Second is that computer programming, the skill required to make FOSS, also takes incredible training. Allowing anyone in to modify the source code of the main distribution is certainly a bad idea, as one little typo can break everything. This is why there are complex governance structures and tools to manage the process. One could easily imagine a similar situation with geographic data – only core ‘committers’ would have complete access, around them some users would submit patches (from image tracing or gpses) for the committers to review, and past that ‘bug fixers’ who would just submit that there are problems with the data. This is a topic I hope to examine more in the future, how to make tools that lead to greater error correction than error introduction.

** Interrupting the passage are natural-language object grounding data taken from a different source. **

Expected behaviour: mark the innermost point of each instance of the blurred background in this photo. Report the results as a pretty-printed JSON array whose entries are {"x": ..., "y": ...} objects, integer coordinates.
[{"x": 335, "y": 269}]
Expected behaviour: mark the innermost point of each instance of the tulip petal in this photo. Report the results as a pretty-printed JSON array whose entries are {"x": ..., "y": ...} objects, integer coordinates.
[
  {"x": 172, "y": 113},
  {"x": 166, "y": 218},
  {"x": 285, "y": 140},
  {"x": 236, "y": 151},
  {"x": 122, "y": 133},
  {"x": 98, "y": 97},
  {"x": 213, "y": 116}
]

* There are strong positive network effects to the use of the production
In many ways we are only just now starting to see the positive network effects of spatial data. A big advance is that it is much more easy to spatially locate ourselves, with cell phones, cheap gpses, and other location aware devices. The recent google maps and the ‘mashups’ of maps built on top of their base data also point to the positive effects and innovation that can be built once base mapping data is available to give context to other interesting applications. Google Maps Mania points to hundreds of these ‘mashups’, where users create new maps displaying anything from crime in chicago, available apartments, free wifi spots, or real time network failures. And if we move to a real services vision with WMS and WFS, the data built on top of the basemap can further be combined with other data, creating new networks of spatial data.  Maps are inherently made up of different layers of information, and get more valuable when combined with other sources.

* An individual or a small group can take the lead and generate a substantive core that promises to evolve into something truly useful.
This depends on the size of the geographic area covered. But most traditional surveying and mapping crews are not incredible large. A small group of people can cover a fairly wide area. The mapchester and Isle of Wight workshops shows how a small group of devoted people can make substantial progress on a map in a weekend.

* A voluntary community of iterated interaction can develop around the process of building the product.
There is no reason why this could not happen, and indeed we are already seeing it with the Open Street Map project. The emerging academic sub-field of Public Participation GIS also points to communities of iterated interaction in using GIS to assist in planning and other decisions that affect their interests. This is likely where the most work is needed, as different social dynamics work better with different tools, and indeed with different groups of people. Open Source Software does not let anyone modify the code, but wikipedia basically does. And indeed with Open Source Software it took many years before the right social dynamics that enabled an operating system to be built, when Linus successfully made the bazaar method of delegation and decision making. But since most all the other factors point to the fact that geospatial data can have an architecture of participation built around it, I would posit that we need only to spend the energy on evolving the right community mechanism, and we’ll then hit on something very big.